735 views Asked by At

Consider the following code:

struct payload
{
    std::atomic< int > value;
};

std::atomic< payload* > pointer( nullptr );

void thread_a()
{
    payload* p = new payload();
    p->value.store( 10, std::memory_order_relaxed );
    std::atomic_thread_fence( std::memory_order_release );
    pointer.store( p, std::memory_order_relaxed );
}

void thread_b()
{
    payload* p = pointer.load( std::memory_order_consume );
    if ( p )
    {
        printf( "%d\n", p->value.load( std::memory_order_relaxed ) );
    }
}

Does C++ make any guarantees about the interaction of the fence in thread a with the consume operation in thread b?

I know that in this example case I can replace the fence + atomic store with a store-release and have it work. But my question is about this particular case using the fence.

Reading the standard text I can find clauses about the interaction of a release fence with an acquire fence, and of a release fence with an acquire operation, but nothing about the interaction of a release fence and a consume operation.

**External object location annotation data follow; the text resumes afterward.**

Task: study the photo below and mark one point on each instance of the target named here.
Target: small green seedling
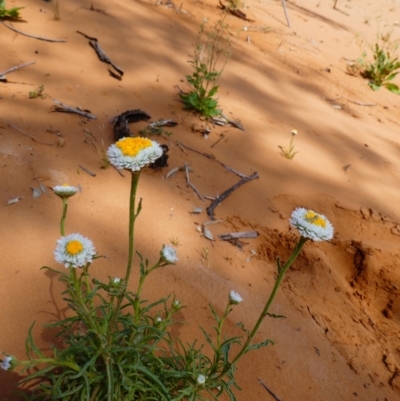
(383, 69)
(210, 57)
(9, 13)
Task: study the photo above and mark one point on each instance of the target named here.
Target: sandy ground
(340, 340)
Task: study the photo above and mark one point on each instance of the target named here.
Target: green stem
(51, 361)
(78, 296)
(131, 241)
(132, 218)
(64, 216)
(281, 273)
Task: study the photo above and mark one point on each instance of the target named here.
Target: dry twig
(243, 234)
(276, 398)
(286, 13)
(211, 157)
(17, 67)
(190, 184)
(33, 36)
(218, 201)
(67, 109)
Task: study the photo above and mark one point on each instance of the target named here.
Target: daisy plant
(114, 345)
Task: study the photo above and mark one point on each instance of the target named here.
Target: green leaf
(213, 91)
(276, 316)
(374, 86)
(393, 88)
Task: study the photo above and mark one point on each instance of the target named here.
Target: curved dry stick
(33, 36)
(217, 201)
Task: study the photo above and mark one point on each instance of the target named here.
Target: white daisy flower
(169, 254)
(133, 153)
(74, 250)
(6, 364)
(65, 190)
(235, 298)
(201, 379)
(311, 225)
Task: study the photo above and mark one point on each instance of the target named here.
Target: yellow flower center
(74, 247)
(315, 219)
(132, 146)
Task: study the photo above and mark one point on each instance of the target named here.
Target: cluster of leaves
(382, 70)
(9, 13)
(113, 350)
(210, 58)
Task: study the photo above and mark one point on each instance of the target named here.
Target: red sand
(340, 340)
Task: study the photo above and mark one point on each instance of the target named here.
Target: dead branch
(67, 109)
(217, 201)
(17, 67)
(211, 157)
(33, 36)
(243, 234)
(25, 133)
(276, 398)
(190, 184)
(100, 53)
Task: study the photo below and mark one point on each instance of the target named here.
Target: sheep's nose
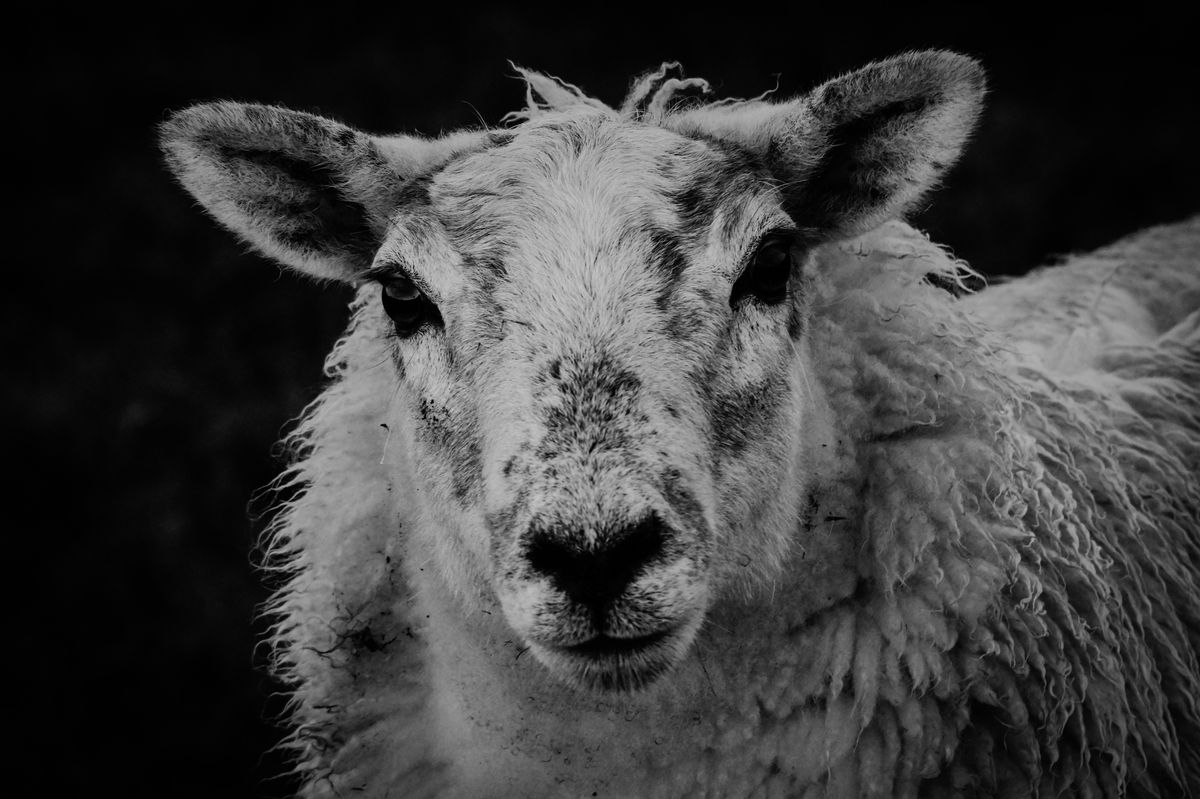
(595, 574)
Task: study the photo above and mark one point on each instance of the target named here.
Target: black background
(157, 360)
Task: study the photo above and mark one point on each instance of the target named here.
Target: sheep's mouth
(617, 665)
(605, 646)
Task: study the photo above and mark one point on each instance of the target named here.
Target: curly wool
(1026, 618)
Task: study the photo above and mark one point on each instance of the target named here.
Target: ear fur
(862, 148)
(307, 191)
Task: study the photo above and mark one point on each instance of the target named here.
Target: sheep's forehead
(595, 186)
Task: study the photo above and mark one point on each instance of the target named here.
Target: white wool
(996, 583)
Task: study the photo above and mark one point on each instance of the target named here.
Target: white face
(597, 329)
(598, 322)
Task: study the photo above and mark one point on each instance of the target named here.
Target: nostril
(597, 574)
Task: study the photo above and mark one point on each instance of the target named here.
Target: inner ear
(863, 169)
(316, 214)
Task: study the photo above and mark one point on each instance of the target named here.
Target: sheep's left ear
(862, 148)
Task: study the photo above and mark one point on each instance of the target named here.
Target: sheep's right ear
(307, 191)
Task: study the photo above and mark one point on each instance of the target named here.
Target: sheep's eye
(407, 306)
(767, 274)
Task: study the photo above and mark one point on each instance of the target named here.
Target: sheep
(658, 460)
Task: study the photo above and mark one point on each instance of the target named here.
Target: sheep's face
(597, 324)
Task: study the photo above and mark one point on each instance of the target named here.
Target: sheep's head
(597, 320)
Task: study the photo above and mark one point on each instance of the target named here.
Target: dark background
(157, 360)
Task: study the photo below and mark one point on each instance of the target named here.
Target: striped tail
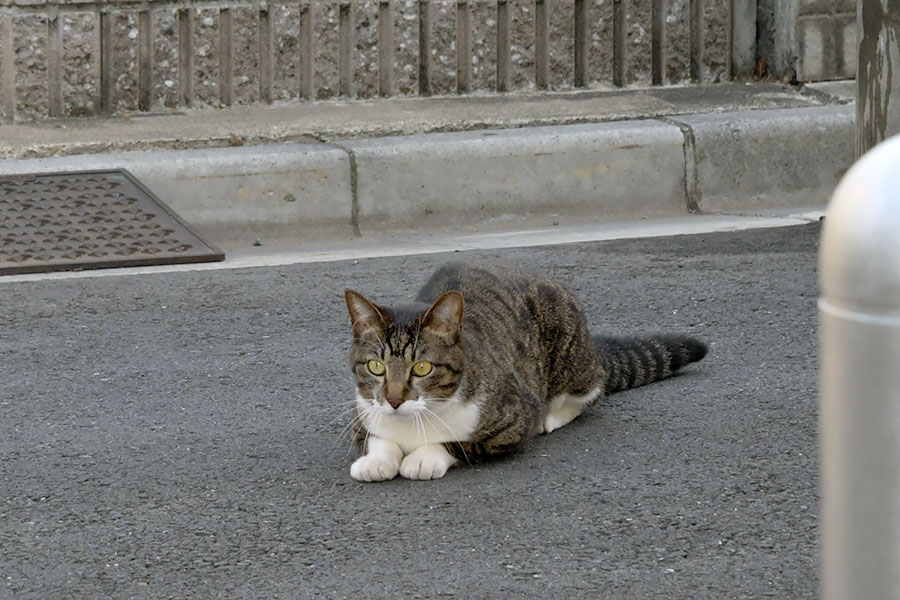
(633, 362)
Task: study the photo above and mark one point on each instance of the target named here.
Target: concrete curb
(728, 162)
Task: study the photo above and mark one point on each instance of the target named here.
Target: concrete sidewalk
(343, 169)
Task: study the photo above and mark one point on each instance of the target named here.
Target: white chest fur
(417, 423)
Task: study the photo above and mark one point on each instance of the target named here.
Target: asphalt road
(180, 435)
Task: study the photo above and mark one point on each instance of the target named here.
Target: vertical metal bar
(581, 53)
(503, 46)
(7, 68)
(696, 41)
(305, 68)
(619, 43)
(541, 46)
(145, 60)
(345, 50)
(54, 62)
(266, 54)
(463, 47)
(385, 48)
(657, 42)
(106, 63)
(424, 47)
(186, 56)
(226, 64)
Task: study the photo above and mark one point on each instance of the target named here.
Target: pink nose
(395, 393)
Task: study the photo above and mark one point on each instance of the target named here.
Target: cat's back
(480, 285)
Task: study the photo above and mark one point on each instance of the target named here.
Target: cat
(485, 359)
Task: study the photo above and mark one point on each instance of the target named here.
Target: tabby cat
(485, 359)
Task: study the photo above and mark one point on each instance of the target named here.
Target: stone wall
(826, 40)
(81, 71)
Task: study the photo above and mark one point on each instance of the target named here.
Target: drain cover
(90, 220)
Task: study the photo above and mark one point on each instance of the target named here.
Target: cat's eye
(422, 368)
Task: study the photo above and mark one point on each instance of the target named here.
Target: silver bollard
(859, 337)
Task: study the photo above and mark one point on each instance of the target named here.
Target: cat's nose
(395, 394)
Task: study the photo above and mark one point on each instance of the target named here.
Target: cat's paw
(430, 461)
(374, 468)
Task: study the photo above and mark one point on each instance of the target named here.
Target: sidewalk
(338, 170)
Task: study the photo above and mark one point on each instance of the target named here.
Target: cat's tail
(633, 362)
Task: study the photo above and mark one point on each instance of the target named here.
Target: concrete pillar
(859, 329)
(878, 76)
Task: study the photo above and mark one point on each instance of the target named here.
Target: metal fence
(303, 50)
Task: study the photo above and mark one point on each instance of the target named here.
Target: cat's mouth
(409, 408)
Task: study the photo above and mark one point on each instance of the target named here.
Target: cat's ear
(364, 316)
(445, 317)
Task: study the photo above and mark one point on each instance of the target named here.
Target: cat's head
(408, 356)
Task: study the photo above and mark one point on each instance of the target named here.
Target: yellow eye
(422, 368)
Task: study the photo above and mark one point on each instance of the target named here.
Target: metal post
(859, 312)
(878, 76)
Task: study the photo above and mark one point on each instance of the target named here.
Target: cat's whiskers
(452, 433)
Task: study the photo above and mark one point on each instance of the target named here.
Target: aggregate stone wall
(81, 74)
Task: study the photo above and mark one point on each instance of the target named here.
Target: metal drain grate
(90, 220)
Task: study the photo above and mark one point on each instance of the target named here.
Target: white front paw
(374, 468)
(430, 461)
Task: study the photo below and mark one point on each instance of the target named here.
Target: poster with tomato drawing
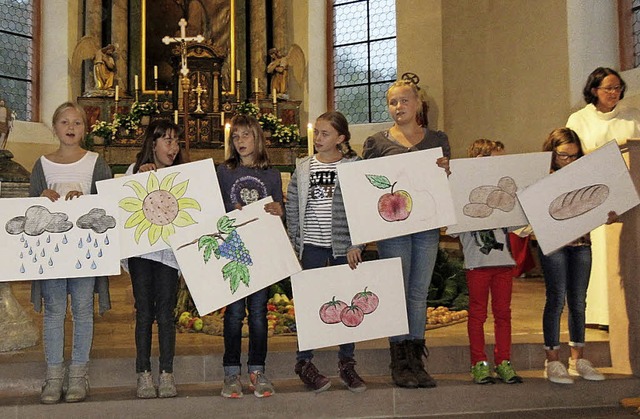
(154, 205)
(41, 239)
(484, 189)
(337, 305)
(395, 195)
(232, 256)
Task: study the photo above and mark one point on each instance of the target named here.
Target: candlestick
(310, 138)
(227, 134)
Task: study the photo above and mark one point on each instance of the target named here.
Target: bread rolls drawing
(577, 202)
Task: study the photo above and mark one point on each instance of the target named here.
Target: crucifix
(184, 70)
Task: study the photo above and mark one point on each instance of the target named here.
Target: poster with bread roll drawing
(484, 189)
(573, 201)
(395, 195)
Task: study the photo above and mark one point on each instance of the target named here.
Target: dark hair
(261, 160)
(558, 137)
(340, 124)
(157, 129)
(595, 80)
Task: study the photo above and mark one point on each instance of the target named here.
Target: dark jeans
(318, 257)
(566, 275)
(235, 313)
(155, 287)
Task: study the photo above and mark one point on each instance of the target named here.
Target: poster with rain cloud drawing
(576, 199)
(484, 189)
(232, 256)
(154, 205)
(337, 305)
(395, 195)
(63, 239)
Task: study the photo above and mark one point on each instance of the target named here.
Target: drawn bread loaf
(577, 202)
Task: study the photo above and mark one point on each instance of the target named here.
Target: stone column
(258, 41)
(120, 36)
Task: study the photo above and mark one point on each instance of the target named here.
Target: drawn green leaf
(225, 224)
(379, 181)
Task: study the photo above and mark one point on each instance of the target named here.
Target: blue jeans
(418, 253)
(235, 313)
(155, 288)
(566, 275)
(318, 257)
(54, 292)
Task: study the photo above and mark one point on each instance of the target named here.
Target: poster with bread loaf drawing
(484, 189)
(575, 200)
(395, 195)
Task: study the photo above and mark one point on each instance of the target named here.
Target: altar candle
(310, 138)
(227, 134)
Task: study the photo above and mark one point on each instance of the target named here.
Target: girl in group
(247, 177)
(67, 173)
(566, 276)
(417, 251)
(154, 276)
(317, 226)
(489, 267)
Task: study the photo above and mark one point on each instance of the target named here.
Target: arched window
(364, 54)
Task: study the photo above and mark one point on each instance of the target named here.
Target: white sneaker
(555, 372)
(584, 368)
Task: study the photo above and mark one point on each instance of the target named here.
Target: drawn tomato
(330, 311)
(352, 316)
(366, 300)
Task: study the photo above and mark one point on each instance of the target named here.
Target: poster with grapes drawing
(395, 195)
(154, 205)
(484, 189)
(41, 239)
(232, 256)
(337, 305)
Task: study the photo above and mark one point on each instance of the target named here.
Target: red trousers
(498, 280)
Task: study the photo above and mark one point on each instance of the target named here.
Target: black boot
(417, 350)
(401, 372)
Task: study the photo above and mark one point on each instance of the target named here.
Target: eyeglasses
(565, 156)
(611, 89)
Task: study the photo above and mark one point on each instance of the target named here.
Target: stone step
(455, 396)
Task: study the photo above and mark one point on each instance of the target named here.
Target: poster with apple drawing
(573, 201)
(41, 239)
(234, 255)
(154, 205)
(337, 305)
(395, 195)
(484, 189)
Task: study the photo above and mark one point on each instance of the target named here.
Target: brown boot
(401, 372)
(417, 350)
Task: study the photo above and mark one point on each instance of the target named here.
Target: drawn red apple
(351, 316)
(366, 300)
(394, 205)
(330, 311)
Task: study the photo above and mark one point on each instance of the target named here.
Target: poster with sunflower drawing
(154, 205)
(41, 239)
(232, 256)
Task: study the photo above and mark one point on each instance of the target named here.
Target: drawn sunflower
(159, 208)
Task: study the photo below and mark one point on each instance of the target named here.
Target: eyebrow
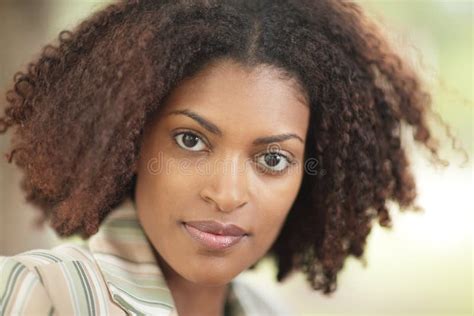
(211, 127)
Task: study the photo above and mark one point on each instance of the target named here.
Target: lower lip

Replacing the consume with an acquire would make the code standards-compliant, I think. But as far as I understand the memory ordering constraints implemented by processors, I should only really require the weaker 'consume' ordering in thread b, as the memory barrier forces all stores in thread a to be visible before the store to the pointer, and reading the payload is dependent on the read from the pointer.

Does the standard agree?

2

There are 2 answers

3
Tsyvarev On

Your code works.

I know that in this example case I can replace the fence + atomic store with a store-release and have it work. But my question is about this particular case using the fence.

Fence with relaxed atomic operation is stronger than corresponded atomic operation. E.g. (from http://en.cppreference.com/w/cpp/atomic/atomic_thread_fence, Notes):

While an atomic store-release operation prevents all preceding writes from moving past the store-release, an atomic_thread_fence with memory_order_release ordering prevents all preceding writes from moving past all subsequent stores.

0
curiousguy On

Although that's clearly the intent, the way the interaction of fences and atomic operations is specified means that only listed combinations are officially supported. (That style of specification is not only verbose, difficult to read, even more difficult to turn into a valid intuition, it's easy to make incomplete.)

I see nothing in the standard supporting pairing a consume operation with a release barrier even though it's impossible for a normal implementation to not support, except by special effort during global program optimization to detect that particular use case and deliberately break it.